The company is making its Las Vegas-based parent very happy.
Since March, seven DC-10s a week have been flying directly to Las Vegas, packed with kamaaina game to spend their dollars gaming. That’s almost 300 people a day who have put out just under $400 each for four nights at a Boyd hotel, air, transfers and three meals a day.
Vacations-Hawaii, a Boyd Gaming Corp. subsidiary, is the only company in Hawaii doing charters to Las Vegas these days. Small wonder that from a combination of wholesale and retail business, doing both charter and non-charter Vegas packages, the company grossed $37 million in 1999 and is projecting sales of $50 million this year.
Boyd bought Vacations-Hawaii, a family-owned business that had already developed both wholesale and retail Vegas packages, in 1995 and started with two charters a week. “If we hadn’t done that, it would have had a disastrous effect on our business,” says Stephen Thompson, senior vice president and director of operations for the downtown region of Boyd Gaming Corp. The economy in Hawaii was suffering, and declining visitor counts translated into fewer seats coming into Hawaii and fewer seats available on major carriers from Honolulu to Las Vegas.
Today, since adding the seventh weekly charter, Vacations-Hawaii is well on its way to quadrupling capacity on its Vegas charters. Yet despite its multi-million dollar sales, Vacations-Hawaii was designed to be a break-even operation from the time Boyd acquired it 1995. Consumers can sometimes end up paying as little as $299 when they redeem Hawaiian Air Makana Checks (an award for Hawaiian Air frequent fliers).
Says Thompson: “It’s an unbelievable deal and we lose money on every charter we sell, but in return, we get a customer who for the most part will stay in our properties a tremendous amount of time and help us on the gaming side, and so that’s really the tradeoff for us.”
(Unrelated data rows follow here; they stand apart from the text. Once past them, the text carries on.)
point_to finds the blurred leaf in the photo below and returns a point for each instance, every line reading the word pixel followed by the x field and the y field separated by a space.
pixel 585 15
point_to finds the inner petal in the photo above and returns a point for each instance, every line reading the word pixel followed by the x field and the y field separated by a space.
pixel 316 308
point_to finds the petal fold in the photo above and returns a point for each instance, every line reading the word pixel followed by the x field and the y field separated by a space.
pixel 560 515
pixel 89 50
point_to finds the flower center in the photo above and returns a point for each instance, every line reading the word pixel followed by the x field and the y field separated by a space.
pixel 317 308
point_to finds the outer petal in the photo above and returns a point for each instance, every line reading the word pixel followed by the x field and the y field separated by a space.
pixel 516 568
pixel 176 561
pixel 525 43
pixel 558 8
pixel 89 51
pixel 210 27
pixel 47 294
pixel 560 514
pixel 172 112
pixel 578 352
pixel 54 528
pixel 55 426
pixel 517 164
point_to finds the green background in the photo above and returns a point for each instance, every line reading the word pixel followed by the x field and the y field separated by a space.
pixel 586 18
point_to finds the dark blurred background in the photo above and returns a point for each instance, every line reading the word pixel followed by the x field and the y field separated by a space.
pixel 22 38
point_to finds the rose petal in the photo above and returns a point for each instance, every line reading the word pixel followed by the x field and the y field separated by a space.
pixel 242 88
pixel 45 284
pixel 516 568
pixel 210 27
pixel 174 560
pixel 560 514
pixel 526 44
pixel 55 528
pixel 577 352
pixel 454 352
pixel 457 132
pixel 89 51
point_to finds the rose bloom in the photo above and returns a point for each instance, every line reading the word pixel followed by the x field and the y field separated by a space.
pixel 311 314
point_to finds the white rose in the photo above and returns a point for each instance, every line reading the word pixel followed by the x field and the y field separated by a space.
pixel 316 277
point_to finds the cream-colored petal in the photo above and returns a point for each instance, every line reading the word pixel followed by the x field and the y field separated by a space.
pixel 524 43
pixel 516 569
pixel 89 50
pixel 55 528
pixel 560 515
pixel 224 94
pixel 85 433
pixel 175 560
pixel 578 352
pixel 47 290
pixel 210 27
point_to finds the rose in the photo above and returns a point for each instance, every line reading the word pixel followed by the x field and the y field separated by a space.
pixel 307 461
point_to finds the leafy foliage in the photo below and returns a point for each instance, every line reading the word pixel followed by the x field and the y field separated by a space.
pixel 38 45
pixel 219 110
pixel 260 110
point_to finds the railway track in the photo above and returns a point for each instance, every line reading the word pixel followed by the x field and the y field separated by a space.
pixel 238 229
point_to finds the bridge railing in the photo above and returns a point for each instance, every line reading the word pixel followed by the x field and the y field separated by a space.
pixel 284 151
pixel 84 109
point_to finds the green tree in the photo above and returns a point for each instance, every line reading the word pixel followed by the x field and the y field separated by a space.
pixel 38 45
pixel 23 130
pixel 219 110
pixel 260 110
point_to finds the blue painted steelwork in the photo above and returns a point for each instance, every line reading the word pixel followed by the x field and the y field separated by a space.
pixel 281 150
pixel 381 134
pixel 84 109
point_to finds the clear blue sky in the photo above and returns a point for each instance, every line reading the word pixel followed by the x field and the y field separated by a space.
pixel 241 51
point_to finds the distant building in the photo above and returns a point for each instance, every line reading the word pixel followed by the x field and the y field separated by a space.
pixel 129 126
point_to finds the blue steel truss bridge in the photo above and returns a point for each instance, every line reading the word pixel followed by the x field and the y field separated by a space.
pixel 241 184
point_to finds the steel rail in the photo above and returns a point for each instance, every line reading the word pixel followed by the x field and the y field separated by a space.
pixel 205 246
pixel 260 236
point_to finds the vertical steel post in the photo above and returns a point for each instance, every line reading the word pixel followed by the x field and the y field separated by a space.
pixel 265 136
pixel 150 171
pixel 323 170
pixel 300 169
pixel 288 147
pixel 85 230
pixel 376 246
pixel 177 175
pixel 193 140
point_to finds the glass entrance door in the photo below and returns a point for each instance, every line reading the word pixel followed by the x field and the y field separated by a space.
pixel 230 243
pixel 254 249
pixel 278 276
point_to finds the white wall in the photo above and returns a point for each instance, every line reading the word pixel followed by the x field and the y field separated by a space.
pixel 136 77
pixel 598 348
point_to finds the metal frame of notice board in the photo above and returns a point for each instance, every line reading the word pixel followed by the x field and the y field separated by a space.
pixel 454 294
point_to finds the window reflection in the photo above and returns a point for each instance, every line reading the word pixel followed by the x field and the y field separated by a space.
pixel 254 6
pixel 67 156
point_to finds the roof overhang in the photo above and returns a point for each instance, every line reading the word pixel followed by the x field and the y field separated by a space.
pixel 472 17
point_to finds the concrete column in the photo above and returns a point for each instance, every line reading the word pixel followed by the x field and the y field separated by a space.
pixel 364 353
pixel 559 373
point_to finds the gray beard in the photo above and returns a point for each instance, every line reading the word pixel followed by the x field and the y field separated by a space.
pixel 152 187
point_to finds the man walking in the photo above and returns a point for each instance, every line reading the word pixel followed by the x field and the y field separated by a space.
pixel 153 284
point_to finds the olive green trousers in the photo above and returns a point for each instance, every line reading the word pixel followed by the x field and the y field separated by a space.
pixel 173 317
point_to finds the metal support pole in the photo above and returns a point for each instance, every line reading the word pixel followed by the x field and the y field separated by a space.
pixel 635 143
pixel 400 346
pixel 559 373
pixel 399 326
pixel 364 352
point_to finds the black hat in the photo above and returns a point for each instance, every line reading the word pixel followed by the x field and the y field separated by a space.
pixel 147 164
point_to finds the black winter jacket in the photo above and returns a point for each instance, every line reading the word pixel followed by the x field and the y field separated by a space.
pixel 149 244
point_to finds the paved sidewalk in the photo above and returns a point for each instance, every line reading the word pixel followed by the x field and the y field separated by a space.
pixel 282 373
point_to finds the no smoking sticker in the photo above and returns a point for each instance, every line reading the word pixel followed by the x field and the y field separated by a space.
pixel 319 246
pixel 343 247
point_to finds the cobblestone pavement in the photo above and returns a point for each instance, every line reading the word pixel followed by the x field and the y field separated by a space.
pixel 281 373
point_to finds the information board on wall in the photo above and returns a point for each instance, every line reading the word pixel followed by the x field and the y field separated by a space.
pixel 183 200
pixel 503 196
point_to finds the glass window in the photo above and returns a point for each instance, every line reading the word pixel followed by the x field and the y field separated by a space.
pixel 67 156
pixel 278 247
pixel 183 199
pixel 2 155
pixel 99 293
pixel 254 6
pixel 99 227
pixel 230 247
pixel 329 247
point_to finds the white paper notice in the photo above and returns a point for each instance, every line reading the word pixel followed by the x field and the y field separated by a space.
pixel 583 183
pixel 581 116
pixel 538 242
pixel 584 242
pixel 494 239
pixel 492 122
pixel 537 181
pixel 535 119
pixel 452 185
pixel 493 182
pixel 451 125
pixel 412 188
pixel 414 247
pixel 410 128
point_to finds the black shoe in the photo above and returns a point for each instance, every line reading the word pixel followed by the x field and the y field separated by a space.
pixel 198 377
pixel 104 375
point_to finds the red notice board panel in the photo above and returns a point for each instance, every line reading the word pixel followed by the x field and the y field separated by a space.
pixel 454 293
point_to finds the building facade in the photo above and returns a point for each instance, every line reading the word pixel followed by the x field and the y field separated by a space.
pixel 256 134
It’s also not a great money maker for local travel agents who receive a $20 straight commission for each Vegas charter package. But it does bring customers to them. “The advantage with Vacations-Hawaii is that we can accommodate our passengers. It’s a fast reservation,” says Rachel Shimamoto, manager of Travel Ways Inc. “The disadvantage is that the commission is too low.”
Thompson says the retail side of the Vegas travel business is fully commissionable and he believes Vacations-Hawaii is helping travel agents stay in business in these days of shrinking or disappearing commissions. Close to 39 percent of Vacations-Hawaii’s seats are sold through travel agents and more than 600 travel agents book Vacations-Hawaii.
Hawaii visitors account for anywhere from 50 to 90 percent of the occupancy at the Boyd-owned California, Freemont and Mainstreet Station Hotels. And Thompson says that about half of those Hawaii visitors have come on a Vacations- Hawaii charter.
“We’ve got a lot of people that love the value,” says Vacations-Hawaii Sales Manager Kevin Kaneshiro. “I think Sam Boyd has mastered making the smaller time gambler feel like a big fish in a little pond—Joe Blow from Makiki who really only spends $400 to $600 a trip. Well, OK, he might not feel like a high roller, but the $1,200 player could be a high roller and get a suite at the California Hotel.”
But the profile of the Vacations-Hawaii customer is changing. There are fewer senior citizens, the traditional Boyd staple, and they’re doing less gambling at the Boyd properties. “The challenge for the casino, since the casino does subsidize a lot of this travel is to make sure they get a break-even yield on people playing. So I think we’re going to need to do more educational things in Vegas with the younger gamblers,” says Kaneshiro.
Former Hawaii resident Sam Boyd started Boyd Gaming Corp. in 1975, when he opened up the California Hotel and Casino in downtown Las Vegas. Today the company owns 11 casino and entertainment facilities. Last year Boyd Gaming Corp. (NYSE:BYD) posted gross sales of $987 million, a 1.2 percent increase over 1998. Net income and earnings per share increased 34 percent and 27 percent, respectively.
The company says each of the three downtown properties had record or near-record operating cash flow in 1999. The downtown properties posted net revenues of $218 million for the year (including more than $37 million from Vacations-Hawaii).
Thompson says that Vacations-Hawaii is important to Boyd Gaming Corp. and “extremely important” to the downtown properties he oversees. While the immediate goal is to absorb traffic from the seventh weekly charter and maintain Vacations-Hawaii’s virtually break-even operations, further expansion is on the horizon.
Says Thompson: “I would be surprised if within the next few years we’re not at eight charters. I would be very surprised.”